更有几个,看起来年纪已经不小,走起路来气喘吁吁,脸色蜡黄,一看就是身体有旧伤,底子被掏空了的老兵。
他们就是李云龙从师部直属的伤兵休养队里,“绑”来的人。
这些人,都是在战场上挂了彩,无法再跟上大部队冲锋陷阵的战士。
他们被留在了后方,每天除了吃饭睡觉,就是看着天花板发呆,觉得自己已经成了一个废人,一个只会消耗粮食的累赘。

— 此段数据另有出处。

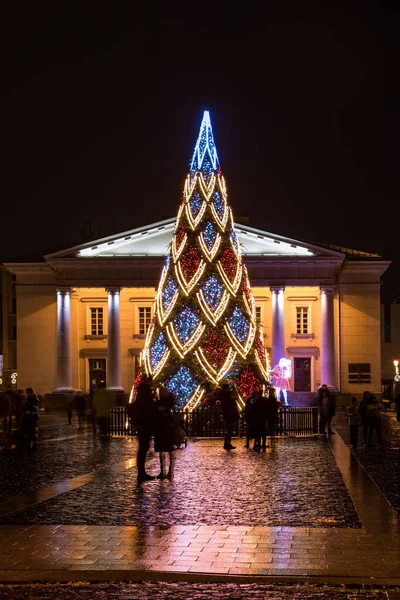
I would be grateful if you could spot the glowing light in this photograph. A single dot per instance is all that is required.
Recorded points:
(205, 147)
(183, 385)
(234, 285)
(397, 374)
(213, 315)
(166, 300)
(176, 252)
(210, 250)
(188, 286)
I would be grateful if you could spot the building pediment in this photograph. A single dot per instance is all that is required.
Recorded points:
(154, 240)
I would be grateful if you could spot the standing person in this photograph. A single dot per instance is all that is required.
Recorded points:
(164, 431)
(354, 421)
(70, 405)
(80, 405)
(230, 413)
(20, 407)
(5, 409)
(250, 420)
(13, 403)
(260, 421)
(102, 401)
(374, 420)
(142, 414)
(272, 412)
(327, 404)
(30, 422)
(363, 416)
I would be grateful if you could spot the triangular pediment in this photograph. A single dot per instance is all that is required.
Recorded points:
(154, 240)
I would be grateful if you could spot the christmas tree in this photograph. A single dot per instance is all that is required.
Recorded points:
(204, 329)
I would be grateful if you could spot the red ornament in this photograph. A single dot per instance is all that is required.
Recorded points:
(229, 263)
(190, 262)
(180, 234)
(215, 349)
(248, 383)
(260, 349)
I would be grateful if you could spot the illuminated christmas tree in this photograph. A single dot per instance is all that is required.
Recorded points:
(204, 329)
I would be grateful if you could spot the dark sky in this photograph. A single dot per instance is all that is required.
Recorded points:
(101, 106)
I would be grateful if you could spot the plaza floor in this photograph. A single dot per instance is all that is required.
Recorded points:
(305, 511)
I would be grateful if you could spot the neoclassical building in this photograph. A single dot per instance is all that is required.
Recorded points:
(82, 314)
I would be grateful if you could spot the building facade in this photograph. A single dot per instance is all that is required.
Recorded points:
(82, 314)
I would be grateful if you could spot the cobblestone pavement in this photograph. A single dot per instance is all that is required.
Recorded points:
(59, 459)
(294, 483)
(196, 591)
(381, 464)
(310, 511)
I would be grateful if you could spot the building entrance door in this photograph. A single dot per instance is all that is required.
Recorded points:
(302, 374)
(97, 373)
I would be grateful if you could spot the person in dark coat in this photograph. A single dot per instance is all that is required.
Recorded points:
(30, 422)
(249, 415)
(142, 413)
(5, 409)
(164, 431)
(272, 410)
(80, 405)
(327, 410)
(230, 413)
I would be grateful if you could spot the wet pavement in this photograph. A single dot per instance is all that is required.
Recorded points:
(305, 510)
(199, 591)
(212, 487)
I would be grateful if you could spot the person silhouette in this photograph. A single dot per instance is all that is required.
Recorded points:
(281, 374)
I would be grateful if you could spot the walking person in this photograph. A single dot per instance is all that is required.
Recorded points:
(142, 414)
(272, 412)
(374, 420)
(70, 404)
(164, 431)
(397, 401)
(30, 422)
(5, 409)
(230, 413)
(249, 416)
(354, 422)
(260, 421)
(327, 404)
(80, 405)
(21, 401)
(102, 402)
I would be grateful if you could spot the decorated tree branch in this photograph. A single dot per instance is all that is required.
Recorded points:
(204, 330)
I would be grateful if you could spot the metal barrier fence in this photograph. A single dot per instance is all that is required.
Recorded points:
(208, 422)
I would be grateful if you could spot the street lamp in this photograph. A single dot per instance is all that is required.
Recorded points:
(397, 374)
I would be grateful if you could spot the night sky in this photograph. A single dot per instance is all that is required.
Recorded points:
(101, 107)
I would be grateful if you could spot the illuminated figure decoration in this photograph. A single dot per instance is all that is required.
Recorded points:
(204, 329)
(281, 374)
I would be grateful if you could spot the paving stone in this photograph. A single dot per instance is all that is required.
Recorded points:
(205, 477)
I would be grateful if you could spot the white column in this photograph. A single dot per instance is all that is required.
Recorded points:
(328, 369)
(64, 370)
(278, 329)
(113, 341)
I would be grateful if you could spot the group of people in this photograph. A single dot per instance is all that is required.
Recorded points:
(367, 415)
(153, 414)
(21, 409)
(261, 414)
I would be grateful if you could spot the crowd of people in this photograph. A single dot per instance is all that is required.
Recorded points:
(19, 411)
(154, 414)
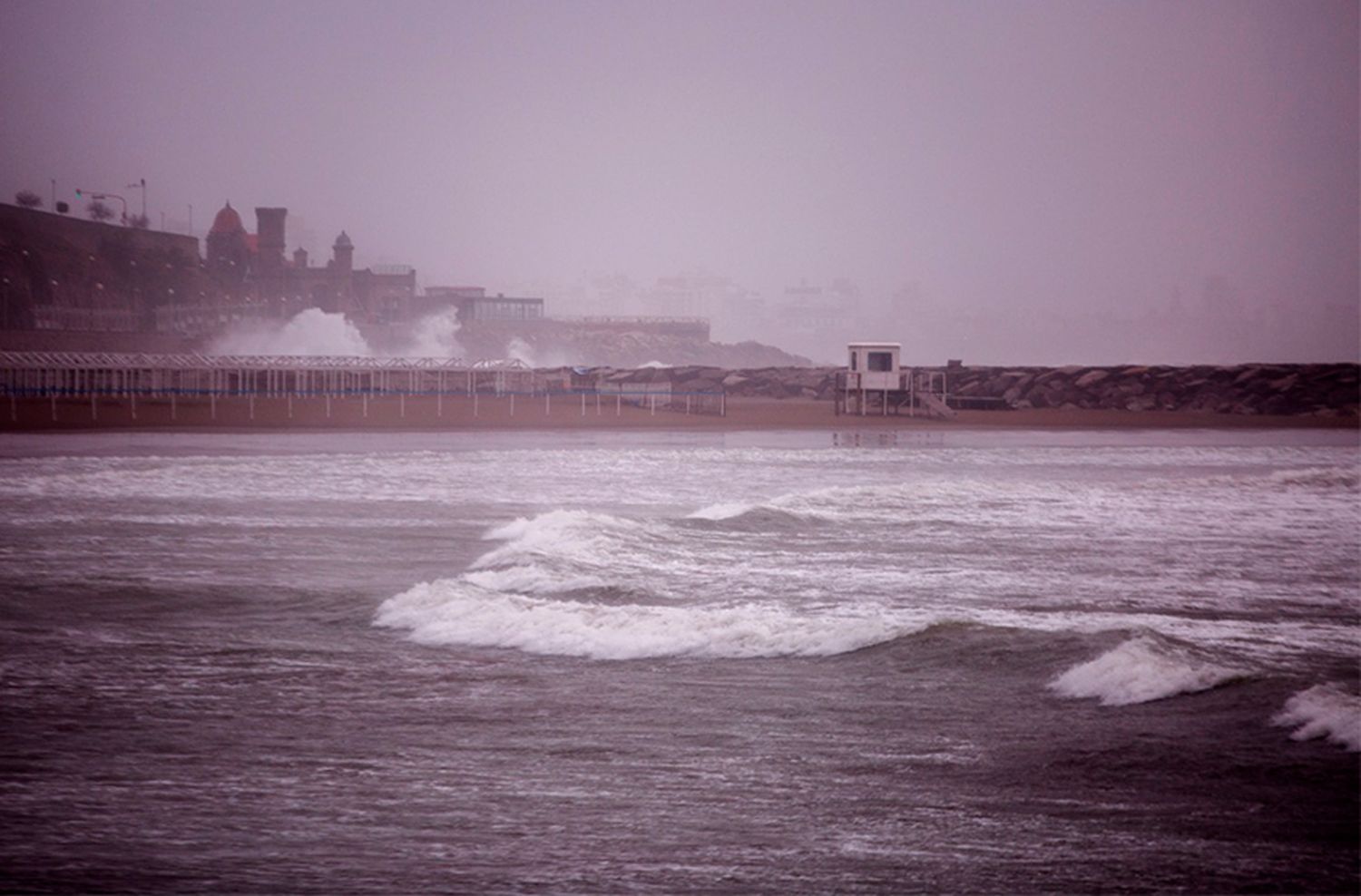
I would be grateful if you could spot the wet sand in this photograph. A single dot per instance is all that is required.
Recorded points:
(574, 413)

当李云龙找到他们,说要带他们去被服厂干活时,所有人的第一反应都是抗拒和羞辱。
去被服厂?
跟一群娘们儿一起缝衣服?
那还不如给他们一枪,让他们死在战场上痛快!
但李云龙接下来的话,却让他们沉默了。
“你们他娘的觉得自个儿是废人?”
“老子告诉你们!只要这口气还在,就没人是废人!”
“前线的弟兄们穿着单衣在挨冻,你们能缝一件军装,就能让一个弟兄身上暖和点!”
“你们的腿断了,手还在!你们的胳膊没了,眼睛还能看!”
“被服厂现在就需要人手!需要你们这些上过战场、经过事的爷们儿去撑起场子!”
“想不想重新当个有用的人?想不想让前线的弟兄们,穿上你们亲手做的军装?”
“想的,就给老子站起来,跟老子走!”
“不想的,就继续躺着等死!”
于是,他们来了。
带着满身的伤痕,带着最后一丝不甘和茫然,来到了这个陌生的地方。
当他们走进被服厂时,院子里的女工们都停下了手里的活,好奇又带着一丝畏惧地看着他们。
这些伤兵们被看得浑身不自在,下意识地低下了头,攥紧了拳头。
就在这时,成才从铁匠铺里走了出来。
他看到了这群人,也看到了他们眼中的自卑和戒备。
他没有像李云龙那样大吼大叫。
他只是平静地走上前,目光从每一个人身上扫过。
他的眼神,没有同情,没有怜悯。
只有一种像是在评估武器性能的审视。
“你,”成才指着那个独臂的老兵,“眼神不错,以后负责成品检验。”
他又看向那个拄着拐的断腿战士。
“你下盘稳,手上的力气也足,去铁匠铺,跟着王师傅学摇砂轮机。”
“还有你,手指很长,虽然断了两根,但剩下的三根很灵活,我教你搓线。”
成才一个一个地指派过去。
他没有问他们愿不愿意。
他只是根据他们身体的现有条件,给他们安排了一个最合适的岗位。
仿佛在他们自己都认为自己是废物的时候,成才却精准地看出了他们仅存的价值。
被点到名的伤兵们都愣住了。
他们呆呆地看着这个比他们年轻太多的“负责人”。
心里那层坚硬的、名为“绝望”的冰壳,似乎裂开了一道微小的缝隙。
“都听到了没有!”李云龙在一旁吼道,“才子怎么安排,你们就怎么干!”
“谁要是敢偷懒耍滑,别怪老子不客气!”
成才没有理会李云龙的咋咋呼呼。
他走到那个独臂老兵面前,将一块刚刚做好的、平整光滑的木制模板递给他。
“老哥,这叫检验模板。”
“以后,每一件做好的军装,都要拿到你这里来。”
“你把它铺在衣服上,看看尺寸对不对,针脚齐不齐。”
“只有通过了你这一关的衣服,才能发到前线去。”
独臂老兵颤抖着接过模板。
他感受着手中木板的重量,仿佛接过的不是一块普通的木头,而是一份沉甸甸的责任和信任。
“我我真的能行吗?”他声音有些哽咽。
“能。”成才的回答简短而坚定,“前线的弟兄们,需要你来守住最后一道关。”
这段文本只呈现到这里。